Em geral, a fissão e fusão nucleares são processos exóticos que não ocorrem naturalmente na Terra. Com efeito, a recente proposta de fusão nuclear de deutério no núcleo interno da Terra para explicar a geração de energia no centro do planeta não possui evidências claras. Mas os humanos são adaptados a pequenas doses de radiação natural, que provêm do espaço, das rochas e dos alimentos. As moradias de tijolos, concreto e pedras, por exemplo, são mais expostas à radiação existente no granito, em comparação às moradias de madeira. Mas são doses suportáveis, com algumas pessoas sendo mais suscetíveis que outras.
Com efeito, os humanos são formados por apenas 20 mil genes, e mais de 99% deles são idênticos. Isso faz com que as pessoas se distingam entre si em menos de 1% dos genes. Esse número tão baixo não é capaz de explicar toda a diversidade nas características humanas. A explicação está nos interruptores dos genes, estes sim capazes de gerar a heterogeneidade entre humanos, e a razão pela qual uns suportam mais radiação do que outros.
O principal risco da radiação natural está no radônio, que tem meia-vida de 1.600 anos e se transforma em um isótopo estável de chumbo, causando mutação no material genético. De fato, a ionização dos átomos do corpo humano leva ao rompimento das ligações químicas, gerando radicais livres que danificam o DNA e causam câncer.

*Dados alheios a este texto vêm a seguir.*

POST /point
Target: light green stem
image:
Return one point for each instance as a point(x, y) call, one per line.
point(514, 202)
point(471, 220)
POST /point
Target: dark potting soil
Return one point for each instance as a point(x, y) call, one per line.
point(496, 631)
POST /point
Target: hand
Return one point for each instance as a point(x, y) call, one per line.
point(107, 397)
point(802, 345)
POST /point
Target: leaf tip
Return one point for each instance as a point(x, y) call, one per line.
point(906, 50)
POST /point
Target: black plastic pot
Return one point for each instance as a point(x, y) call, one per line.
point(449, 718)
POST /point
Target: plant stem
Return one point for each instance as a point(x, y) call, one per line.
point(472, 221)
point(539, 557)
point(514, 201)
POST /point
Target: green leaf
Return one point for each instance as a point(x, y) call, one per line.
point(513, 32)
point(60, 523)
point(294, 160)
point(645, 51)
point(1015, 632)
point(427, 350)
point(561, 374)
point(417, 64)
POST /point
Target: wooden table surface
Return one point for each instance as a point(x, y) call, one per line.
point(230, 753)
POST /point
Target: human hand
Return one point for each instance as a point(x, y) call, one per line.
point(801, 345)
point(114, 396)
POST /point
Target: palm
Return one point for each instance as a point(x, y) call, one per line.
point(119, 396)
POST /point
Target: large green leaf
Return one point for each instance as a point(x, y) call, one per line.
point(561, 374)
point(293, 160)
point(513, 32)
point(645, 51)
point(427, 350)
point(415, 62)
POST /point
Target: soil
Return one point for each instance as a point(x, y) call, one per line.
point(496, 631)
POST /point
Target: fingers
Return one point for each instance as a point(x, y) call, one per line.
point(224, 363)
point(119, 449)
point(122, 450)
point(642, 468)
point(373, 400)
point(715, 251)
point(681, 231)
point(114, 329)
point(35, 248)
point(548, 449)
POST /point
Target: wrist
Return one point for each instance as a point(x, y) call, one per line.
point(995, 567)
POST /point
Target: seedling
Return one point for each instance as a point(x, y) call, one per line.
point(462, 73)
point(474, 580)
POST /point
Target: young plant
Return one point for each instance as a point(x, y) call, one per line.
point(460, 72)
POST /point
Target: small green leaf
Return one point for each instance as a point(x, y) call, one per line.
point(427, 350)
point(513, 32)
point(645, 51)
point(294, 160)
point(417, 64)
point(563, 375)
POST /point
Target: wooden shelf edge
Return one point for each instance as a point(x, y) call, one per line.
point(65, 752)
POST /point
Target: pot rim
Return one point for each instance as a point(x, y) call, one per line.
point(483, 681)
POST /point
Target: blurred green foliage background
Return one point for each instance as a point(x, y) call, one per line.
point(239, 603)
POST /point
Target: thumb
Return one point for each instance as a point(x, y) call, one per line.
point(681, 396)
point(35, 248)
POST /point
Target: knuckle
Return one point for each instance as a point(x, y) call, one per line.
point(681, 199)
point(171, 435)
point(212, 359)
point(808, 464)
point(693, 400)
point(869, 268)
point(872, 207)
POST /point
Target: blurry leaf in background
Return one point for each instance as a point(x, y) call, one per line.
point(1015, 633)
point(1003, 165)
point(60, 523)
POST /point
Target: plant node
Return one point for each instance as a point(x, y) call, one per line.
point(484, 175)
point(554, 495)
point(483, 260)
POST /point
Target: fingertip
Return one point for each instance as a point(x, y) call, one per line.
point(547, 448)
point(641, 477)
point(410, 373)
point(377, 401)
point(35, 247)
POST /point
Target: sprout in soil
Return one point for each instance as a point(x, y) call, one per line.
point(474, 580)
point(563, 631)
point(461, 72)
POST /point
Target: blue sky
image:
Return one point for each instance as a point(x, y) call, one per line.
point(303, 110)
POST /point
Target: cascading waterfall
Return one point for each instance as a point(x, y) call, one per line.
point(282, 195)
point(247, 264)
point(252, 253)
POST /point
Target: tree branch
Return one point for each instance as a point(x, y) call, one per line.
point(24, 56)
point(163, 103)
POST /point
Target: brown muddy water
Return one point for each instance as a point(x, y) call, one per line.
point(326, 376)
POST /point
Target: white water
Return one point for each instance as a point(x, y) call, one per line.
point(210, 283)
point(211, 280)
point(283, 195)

Mas os efeitos do radônio não se comparam aos efeitos devastadores da radiação liberada por uma explosão nuclear, que está muito além da capacidade de adaptação humana.
Armas Nucleares Modernas
Na véspera da Segunda Guerra Mundial, os físicos acreditavam que era impossível haver uma arma com reação nuclear em cadeia, porque os nêutrons são lentos para fissionar um número suficiente de átomos necessários para desencadear uma explosão. Até que Frisch demonstrou sua viabilidade, usando meio quilo de Urânio-235 puro.

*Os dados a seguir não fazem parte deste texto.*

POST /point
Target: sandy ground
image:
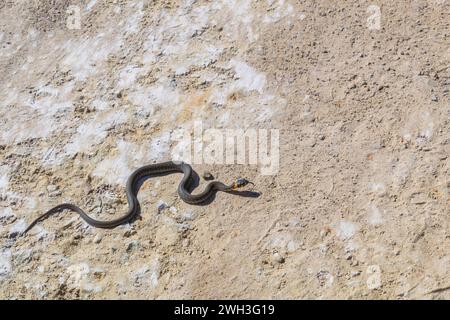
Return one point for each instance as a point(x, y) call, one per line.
point(359, 207)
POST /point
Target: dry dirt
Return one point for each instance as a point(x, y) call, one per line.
point(360, 205)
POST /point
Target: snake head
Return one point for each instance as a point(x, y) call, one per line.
point(241, 182)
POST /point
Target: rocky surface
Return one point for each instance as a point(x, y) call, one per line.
point(358, 209)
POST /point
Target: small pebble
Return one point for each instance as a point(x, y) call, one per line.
point(52, 188)
point(97, 238)
point(207, 176)
point(276, 257)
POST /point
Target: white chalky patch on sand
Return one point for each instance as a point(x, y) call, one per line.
point(4, 178)
point(78, 273)
point(128, 76)
point(347, 230)
point(281, 10)
point(94, 131)
point(116, 169)
point(5, 263)
point(248, 78)
point(90, 5)
point(84, 58)
point(375, 217)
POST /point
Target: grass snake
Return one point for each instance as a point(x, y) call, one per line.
point(184, 191)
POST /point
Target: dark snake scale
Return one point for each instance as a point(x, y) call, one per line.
point(131, 190)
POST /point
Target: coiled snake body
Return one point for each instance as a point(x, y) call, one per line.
point(131, 190)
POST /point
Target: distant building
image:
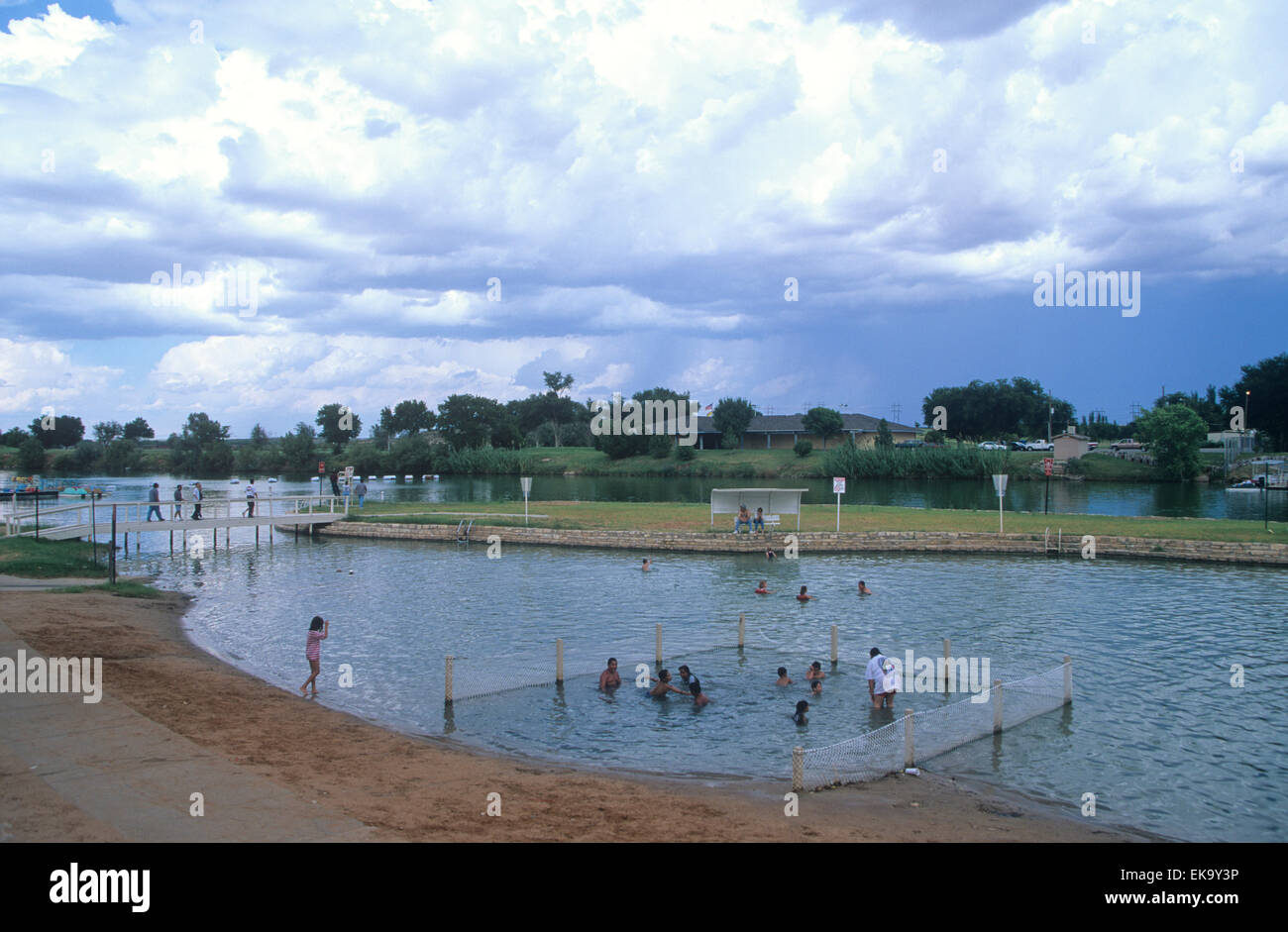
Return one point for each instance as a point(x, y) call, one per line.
point(782, 432)
point(1069, 446)
point(1239, 441)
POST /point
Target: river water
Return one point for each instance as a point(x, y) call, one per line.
point(1157, 730)
point(1168, 499)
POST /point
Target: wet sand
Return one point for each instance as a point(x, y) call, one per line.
point(270, 756)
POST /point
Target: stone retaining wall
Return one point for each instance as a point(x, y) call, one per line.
point(815, 542)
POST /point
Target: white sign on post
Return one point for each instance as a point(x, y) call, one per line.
point(526, 481)
point(1000, 484)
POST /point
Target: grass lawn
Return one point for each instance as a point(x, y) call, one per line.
point(855, 518)
point(26, 557)
point(127, 589)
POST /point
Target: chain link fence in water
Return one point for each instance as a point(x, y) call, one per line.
point(921, 735)
point(468, 677)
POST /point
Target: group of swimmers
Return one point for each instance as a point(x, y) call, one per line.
point(610, 678)
point(804, 596)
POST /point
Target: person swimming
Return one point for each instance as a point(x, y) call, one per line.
point(610, 678)
point(664, 685)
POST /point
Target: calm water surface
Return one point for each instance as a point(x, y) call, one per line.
point(1157, 730)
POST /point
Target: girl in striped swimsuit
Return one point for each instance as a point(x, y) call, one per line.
point(318, 630)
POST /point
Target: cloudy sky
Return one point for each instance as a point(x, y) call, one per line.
point(423, 198)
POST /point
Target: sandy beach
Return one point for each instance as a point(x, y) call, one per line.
point(279, 768)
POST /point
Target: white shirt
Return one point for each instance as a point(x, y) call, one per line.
point(876, 673)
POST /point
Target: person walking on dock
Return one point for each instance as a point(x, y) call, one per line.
point(155, 496)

De fato, com a explosão, o material físsil se expande, fugindo ao alcance dos nêutrons. Mas com nêutrons rápidos, é possível alcançar o material físsil.

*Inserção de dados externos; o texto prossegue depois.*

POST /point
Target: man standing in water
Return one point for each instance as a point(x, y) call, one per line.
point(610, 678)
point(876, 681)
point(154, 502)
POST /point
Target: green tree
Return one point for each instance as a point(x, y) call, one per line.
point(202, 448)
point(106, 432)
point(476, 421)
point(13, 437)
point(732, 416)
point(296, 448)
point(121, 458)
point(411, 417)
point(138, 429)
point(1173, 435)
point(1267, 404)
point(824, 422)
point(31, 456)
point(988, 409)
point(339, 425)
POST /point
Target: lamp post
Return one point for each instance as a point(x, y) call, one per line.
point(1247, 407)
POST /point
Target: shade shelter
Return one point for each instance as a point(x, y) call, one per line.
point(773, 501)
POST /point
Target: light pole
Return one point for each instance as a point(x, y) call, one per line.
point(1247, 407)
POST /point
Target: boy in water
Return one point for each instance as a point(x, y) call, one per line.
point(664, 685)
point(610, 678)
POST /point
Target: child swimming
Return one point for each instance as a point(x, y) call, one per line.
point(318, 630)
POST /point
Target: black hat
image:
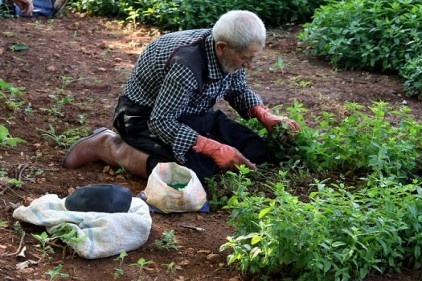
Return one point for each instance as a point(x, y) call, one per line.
point(107, 198)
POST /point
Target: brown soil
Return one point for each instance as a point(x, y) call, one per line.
point(98, 54)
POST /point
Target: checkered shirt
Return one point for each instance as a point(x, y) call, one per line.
point(173, 91)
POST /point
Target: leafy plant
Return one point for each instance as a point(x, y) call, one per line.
point(44, 247)
point(380, 35)
point(59, 103)
point(11, 95)
point(68, 234)
point(6, 139)
point(15, 182)
point(119, 271)
point(337, 235)
point(167, 241)
point(56, 273)
point(142, 264)
point(3, 224)
point(67, 138)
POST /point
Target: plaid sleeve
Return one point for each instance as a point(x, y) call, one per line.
point(240, 96)
point(178, 85)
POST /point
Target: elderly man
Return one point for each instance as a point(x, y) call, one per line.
point(166, 112)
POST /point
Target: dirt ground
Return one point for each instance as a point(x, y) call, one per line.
point(90, 59)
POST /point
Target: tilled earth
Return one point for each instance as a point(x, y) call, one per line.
point(89, 59)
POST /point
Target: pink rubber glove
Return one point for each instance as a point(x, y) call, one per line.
point(269, 120)
point(225, 156)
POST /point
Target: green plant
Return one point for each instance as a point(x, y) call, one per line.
point(44, 247)
point(56, 273)
point(337, 235)
point(3, 224)
point(411, 73)
point(15, 182)
point(119, 271)
point(67, 138)
point(362, 144)
point(380, 35)
point(279, 65)
point(59, 103)
point(141, 264)
point(172, 267)
point(67, 233)
point(6, 139)
point(11, 95)
point(185, 14)
point(167, 241)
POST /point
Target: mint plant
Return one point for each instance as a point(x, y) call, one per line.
point(379, 35)
point(337, 235)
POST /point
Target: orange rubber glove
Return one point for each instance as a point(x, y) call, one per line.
point(225, 156)
point(269, 120)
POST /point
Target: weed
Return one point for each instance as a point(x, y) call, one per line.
point(44, 239)
point(67, 233)
point(57, 107)
point(141, 264)
point(67, 138)
point(6, 139)
point(119, 271)
point(15, 183)
point(167, 241)
point(279, 65)
point(56, 273)
point(3, 224)
point(172, 267)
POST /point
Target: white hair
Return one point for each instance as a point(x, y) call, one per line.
point(239, 29)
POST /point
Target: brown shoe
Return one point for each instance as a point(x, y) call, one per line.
point(86, 150)
point(107, 146)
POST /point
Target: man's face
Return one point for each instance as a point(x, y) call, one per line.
point(232, 60)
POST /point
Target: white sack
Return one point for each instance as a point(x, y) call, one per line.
point(107, 234)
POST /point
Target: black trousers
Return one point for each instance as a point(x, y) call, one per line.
point(130, 120)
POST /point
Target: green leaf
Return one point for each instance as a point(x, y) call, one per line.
point(263, 212)
point(255, 240)
point(19, 47)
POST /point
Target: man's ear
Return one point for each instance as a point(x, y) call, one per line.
point(220, 47)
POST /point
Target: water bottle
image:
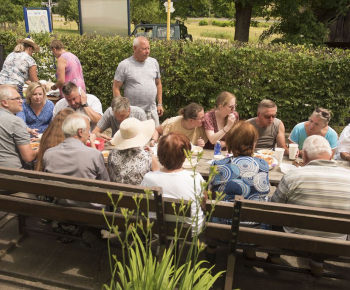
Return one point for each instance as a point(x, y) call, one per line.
point(217, 148)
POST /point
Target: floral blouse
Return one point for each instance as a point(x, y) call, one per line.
point(129, 166)
point(37, 122)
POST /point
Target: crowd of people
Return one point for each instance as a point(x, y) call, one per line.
point(134, 122)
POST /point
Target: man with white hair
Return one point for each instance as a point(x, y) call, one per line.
point(76, 98)
point(271, 129)
point(140, 75)
point(73, 158)
point(320, 183)
point(15, 147)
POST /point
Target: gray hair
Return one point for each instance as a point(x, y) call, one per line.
point(120, 104)
point(323, 114)
point(68, 88)
point(138, 39)
point(316, 145)
point(73, 123)
point(266, 104)
point(6, 92)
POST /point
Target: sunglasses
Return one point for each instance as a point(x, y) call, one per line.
point(233, 107)
point(270, 116)
point(323, 113)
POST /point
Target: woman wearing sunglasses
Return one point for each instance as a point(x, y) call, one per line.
point(220, 120)
point(316, 125)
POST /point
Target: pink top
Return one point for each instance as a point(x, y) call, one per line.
point(74, 71)
point(209, 123)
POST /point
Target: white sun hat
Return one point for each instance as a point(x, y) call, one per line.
point(30, 42)
point(133, 133)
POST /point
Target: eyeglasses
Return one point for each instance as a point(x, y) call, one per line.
point(233, 107)
point(18, 99)
point(270, 116)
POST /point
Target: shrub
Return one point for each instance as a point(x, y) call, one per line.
point(223, 23)
point(292, 76)
point(203, 22)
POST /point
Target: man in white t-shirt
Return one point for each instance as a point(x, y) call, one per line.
point(77, 99)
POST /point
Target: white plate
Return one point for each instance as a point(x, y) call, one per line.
point(285, 167)
point(196, 149)
point(273, 164)
point(187, 164)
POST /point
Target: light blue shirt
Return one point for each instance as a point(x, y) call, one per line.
point(299, 135)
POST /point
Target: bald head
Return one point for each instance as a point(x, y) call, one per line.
point(141, 48)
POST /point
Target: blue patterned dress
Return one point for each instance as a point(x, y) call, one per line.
point(244, 175)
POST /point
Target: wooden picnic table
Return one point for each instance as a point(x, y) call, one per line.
point(275, 174)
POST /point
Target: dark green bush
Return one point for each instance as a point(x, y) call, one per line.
point(297, 78)
point(203, 22)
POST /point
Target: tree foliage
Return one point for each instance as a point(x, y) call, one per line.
point(69, 10)
point(11, 11)
point(304, 21)
point(147, 10)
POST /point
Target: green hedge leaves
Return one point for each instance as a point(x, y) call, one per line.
point(297, 78)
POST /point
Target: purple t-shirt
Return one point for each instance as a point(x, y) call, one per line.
point(74, 71)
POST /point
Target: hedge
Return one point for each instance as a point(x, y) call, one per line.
point(297, 78)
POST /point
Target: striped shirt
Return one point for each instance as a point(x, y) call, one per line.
point(321, 183)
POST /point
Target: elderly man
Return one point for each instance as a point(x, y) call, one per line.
point(119, 110)
point(72, 157)
point(320, 183)
point(15, 146)
point(140, 75)
point(271, 130)
point(76, 98)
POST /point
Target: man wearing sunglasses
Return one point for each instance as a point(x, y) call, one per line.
point(15, 146)
point(271, 130)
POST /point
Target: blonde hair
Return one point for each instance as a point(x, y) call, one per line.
point(224, 98)
point(30, 91)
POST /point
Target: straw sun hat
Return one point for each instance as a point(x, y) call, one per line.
point(133, 133)
point(30, 42)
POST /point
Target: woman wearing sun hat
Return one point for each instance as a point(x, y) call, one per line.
point(19, 66)
point(129, 161)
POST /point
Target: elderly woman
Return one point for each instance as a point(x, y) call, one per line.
point(219, 121)
point(189, 123)
point(19, 66)
point(176, 182)
point(37, 109)
point(129, 162)
point(317, 125)
point(343, 150)
point(68, 67)
point(242, 174)
point(52, 136)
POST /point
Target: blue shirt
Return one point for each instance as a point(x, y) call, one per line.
point(299, 135)
point(37, 122)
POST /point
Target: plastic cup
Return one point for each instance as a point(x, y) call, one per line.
point(279, 152)
point(293, 149)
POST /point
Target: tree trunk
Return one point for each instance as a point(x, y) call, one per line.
point(243, 16)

A bomba de nêutrons maximiza os efeitos irradiados pela emissão de nêutrons, devastando os organismos vivos, mas reduzindo os efeitos da destruição pelo calor e pela pressão das ondas de choque.
Já na bomba de hidrogênio, há um envoltório refletor de nêutrons, visando não só a destruição dos organismos vivos, mas também da estrutura física do alvo A radiação neutrônica é devastadora para todos os organismos vivos, por que causa a dispersão elástica dos núcleos atômicos com o escapamento de prótons. Até 80% dessa radiação é absorvida pelo corpo humano, causando a morte das células.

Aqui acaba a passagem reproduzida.